For a rank-two vector bundle \(E\) of degree \(d\) on a genus \(g\) curve, the symmetric power \(S^a(E)\) has rank \(a+1\) and degree \(da(a+1)/2\). Therefore

\[h^0(C,S^a(E)\otimes\mathcal O_C(bP_0))-h^1(C,S^a(E)\otimes\mathcal O_C(bP_0)) =(a+1)\left(b+{da\over2}+1-g\right).\]

This is the numerical backbone of the dimension formula. Every exact dimension statement in Chapter 6 is obtained by proving that the corresponding \(h^1\) term vanishes or by computing its contribution.

Vanishing criteria

The reference gives sufficient conditions forcing \(h^1(C,S^a(E)\otimes\mathcal O_C(bP_0))=0\). One route uses global generation after twisting; another uses stability and semistability.
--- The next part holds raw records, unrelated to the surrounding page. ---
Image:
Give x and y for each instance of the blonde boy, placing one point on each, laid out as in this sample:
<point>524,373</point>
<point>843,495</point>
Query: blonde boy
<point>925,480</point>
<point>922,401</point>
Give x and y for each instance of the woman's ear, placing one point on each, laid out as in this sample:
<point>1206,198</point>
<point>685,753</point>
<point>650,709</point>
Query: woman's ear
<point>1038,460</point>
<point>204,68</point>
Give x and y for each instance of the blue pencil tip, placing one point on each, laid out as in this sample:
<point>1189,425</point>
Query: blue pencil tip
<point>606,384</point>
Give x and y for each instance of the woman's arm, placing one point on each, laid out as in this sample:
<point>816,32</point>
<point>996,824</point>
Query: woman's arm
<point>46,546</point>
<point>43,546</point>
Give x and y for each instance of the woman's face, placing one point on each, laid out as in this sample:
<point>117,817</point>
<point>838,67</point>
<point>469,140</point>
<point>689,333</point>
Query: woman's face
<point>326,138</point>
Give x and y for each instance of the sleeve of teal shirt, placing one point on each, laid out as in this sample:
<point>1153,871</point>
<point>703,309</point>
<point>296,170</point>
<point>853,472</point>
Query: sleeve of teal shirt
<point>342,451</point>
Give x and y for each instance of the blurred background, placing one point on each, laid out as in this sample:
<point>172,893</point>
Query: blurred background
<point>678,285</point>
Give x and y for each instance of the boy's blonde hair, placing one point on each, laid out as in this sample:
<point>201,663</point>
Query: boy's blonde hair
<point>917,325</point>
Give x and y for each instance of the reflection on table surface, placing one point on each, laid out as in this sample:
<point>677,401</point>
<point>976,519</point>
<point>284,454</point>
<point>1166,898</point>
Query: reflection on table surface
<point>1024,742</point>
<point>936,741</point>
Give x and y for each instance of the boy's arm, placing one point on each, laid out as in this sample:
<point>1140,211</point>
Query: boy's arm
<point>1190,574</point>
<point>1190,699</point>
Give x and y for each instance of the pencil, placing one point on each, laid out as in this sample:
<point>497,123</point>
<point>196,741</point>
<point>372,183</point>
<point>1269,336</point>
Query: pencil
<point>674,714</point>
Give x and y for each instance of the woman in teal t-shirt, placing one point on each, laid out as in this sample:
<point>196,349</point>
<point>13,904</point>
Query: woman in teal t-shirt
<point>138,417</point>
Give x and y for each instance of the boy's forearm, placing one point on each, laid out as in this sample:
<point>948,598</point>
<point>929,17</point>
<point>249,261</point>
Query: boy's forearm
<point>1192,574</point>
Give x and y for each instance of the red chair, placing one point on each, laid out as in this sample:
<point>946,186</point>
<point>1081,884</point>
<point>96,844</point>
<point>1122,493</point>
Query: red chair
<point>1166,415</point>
A vector bundle \(F\) is stable if every proper subbundle \(F_0\) satisfies

\[{\deg F_0\over\operatorname{rank}F_0}< {\deg F\over\operatorname{rank}F}.\]

Semistability replaces \(<\) by \(\le\). Large enough degree for a semistable bundle implies generation by global sections or vanishing of \(H^1\).

Example 3: line bundles are stable

A line bundle has no nonzero proper subbundle of smaller positive rank, so it is stable. This is why the decomposable line-bundle case is easier than the indecomposable vector-bundle case.

Example 4: why \(h^1\) changes the code dimension

If Riemann-Roch predicts \(h^0-h^1=20\), then the code dimension is exactly \(20\) only when \(h^1=0\). If \(h^1=3\), then \(h^0=23\). Lower bounds can be strict, which is precisely the issue in the degree-one elliptic ruled case.